One thing to *note*: The font files I actually used have the extension *.ttc*, instead of .ttf. That extension indicates the font file is a *true type font collection*. It contains several faces in a single file. Although I'm not sure GNUstep supports such kind of font files, I tried them with GNUstep anyway. It seemingly works fine. However, I'm not sure if GNUstep fully supports true type font collections or not, becuase it may simply use the first/last face alone in the collection. I would be happy if someone could give me some comment on it. Also, I'd like to make sure if the mknfonts accepts .ttc files as its valid command-line
arguments or not.

Thank you.
- KK

To Yen-Ju Chen:

I presume you are the author of Documentation/Developer/Gui/Reference/LanguageSetup.html. If so, please take the following into consideration when you revise or update it:

1. Add more explanation for the art backend.

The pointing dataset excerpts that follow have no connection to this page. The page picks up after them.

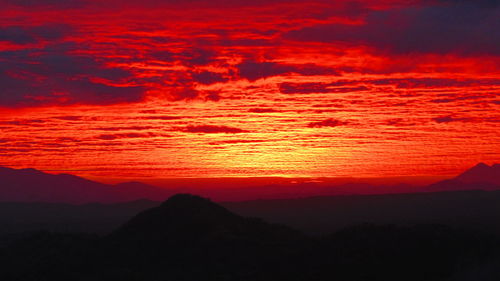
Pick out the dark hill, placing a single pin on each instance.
(481, 173)
(188, 238)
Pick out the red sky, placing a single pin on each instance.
(219, 88)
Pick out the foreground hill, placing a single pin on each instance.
(190, 238)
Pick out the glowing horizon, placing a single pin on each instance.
(166, 89)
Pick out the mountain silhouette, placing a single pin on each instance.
(188, 229)
(480, 177)
(190, 238)
(30, 185)
(481, 173)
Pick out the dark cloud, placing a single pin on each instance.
(464, 27)
(327, 123)
(210, 129)
(450, 118)
(55, 74)
(124, 136)
(262, 110)
(253, 70)
(405, 83)
(47, 4)
(310, 88)
(32, 34)
(207, 77)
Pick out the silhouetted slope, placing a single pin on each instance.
(466, 209)
(481, 173)
(187, 229)
(479, 177)
(90, 218)
(190, 238)
(30, 185)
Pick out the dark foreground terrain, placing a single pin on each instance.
(191, 238)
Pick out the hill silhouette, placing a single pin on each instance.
(30, 185)
(479, 177)
(481, 173)
(190, 238)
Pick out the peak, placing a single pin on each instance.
(185, 197)
(189, 201)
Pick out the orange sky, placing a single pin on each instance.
(194, 88)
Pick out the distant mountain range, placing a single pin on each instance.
(479, 177)
(30, 185)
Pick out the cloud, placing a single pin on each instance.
(208, 78)
(210, 129)
(55, 74)
(253, 70)
(32, 34)
(48, 4)
(310, 88)
(450, 118)
(464, 27)
(262, 110)
(124, 136)
(327, 123)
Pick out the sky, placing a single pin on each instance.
(220, 88)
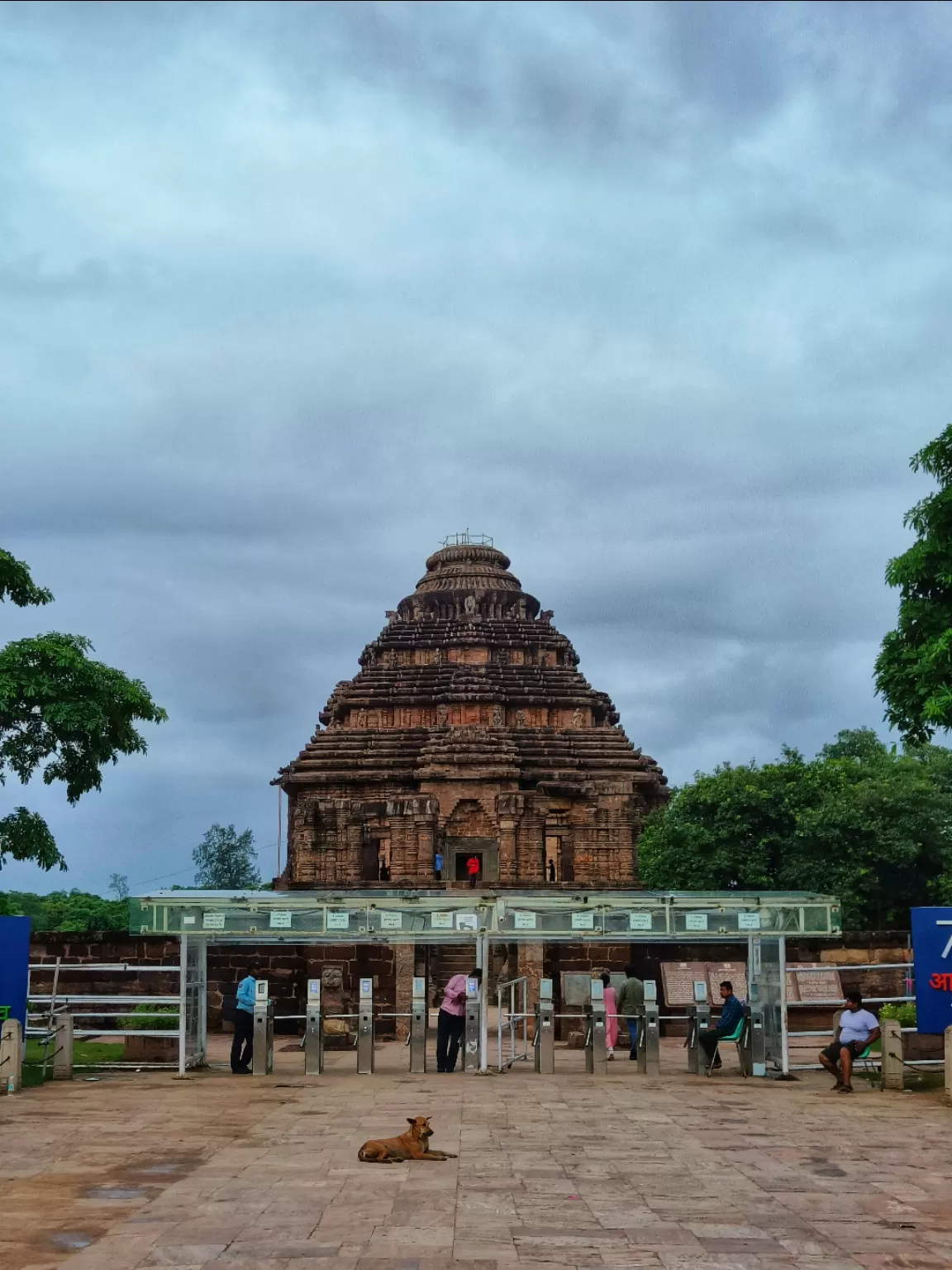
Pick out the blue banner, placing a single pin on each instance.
(932, 952)
(14, 957)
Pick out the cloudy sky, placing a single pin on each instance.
(656, 295)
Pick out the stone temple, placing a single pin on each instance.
(468, 732)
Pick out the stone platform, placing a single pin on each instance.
(678, 1172)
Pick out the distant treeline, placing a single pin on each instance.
(66, 911)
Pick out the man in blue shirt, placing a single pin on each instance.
(731, 1014)
(244, 1025)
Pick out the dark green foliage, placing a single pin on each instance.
(859, 822)
(63, 714)
(914, 667)
(226, 860)
(66, 911)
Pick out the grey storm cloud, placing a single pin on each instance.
(655, 294)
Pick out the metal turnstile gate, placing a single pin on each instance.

While you recommend it to others to use, the
  instruction occupies only two line.
2. Put the document in Documentation/User instead of Documentation/Developer so that the user can find it naturally. I think the contents itself is irrelevant to development.
  Also, you can't expect all the users identify themselves as developer.
3. Add some explantion for GNUSTEP_STRING_ENCODING. I don't think all people understand where NSBIG5StringEncoding comes from. They are likely to fail to find the valid values
  for their own languages.
4. Localizable.strings is not a must to enable i18n support. I think it is the matter after i18n support is enabled. The current explanation is likely to lead others to the misunderstanding that GNUstep doesn't support their languages if they can't find
  Localizable.strings for their languages.
5. Delete the explanation for XIM. If an input method in use doesn't work, it's a bug of the input method, not that of GNUstep. The user never fix it by tweaking
  XIMInputServer.m.
6. Make finer the explanation for the locale environmental variables. For example, it
  is possible to use LC_ALL or LANG other than LC_CTYPE.
7. Add a cross reference to the NSFont object so that the user can make out how to put their
  fonts under complete control (I mean, NSUserFont, NSBoldFont etc.).

Last, but not least, I think people in other nations would appreciate your document if you could rewrite it in a manner that the explanations are not much biased in favor of your own
language (although they provides a good example of usage).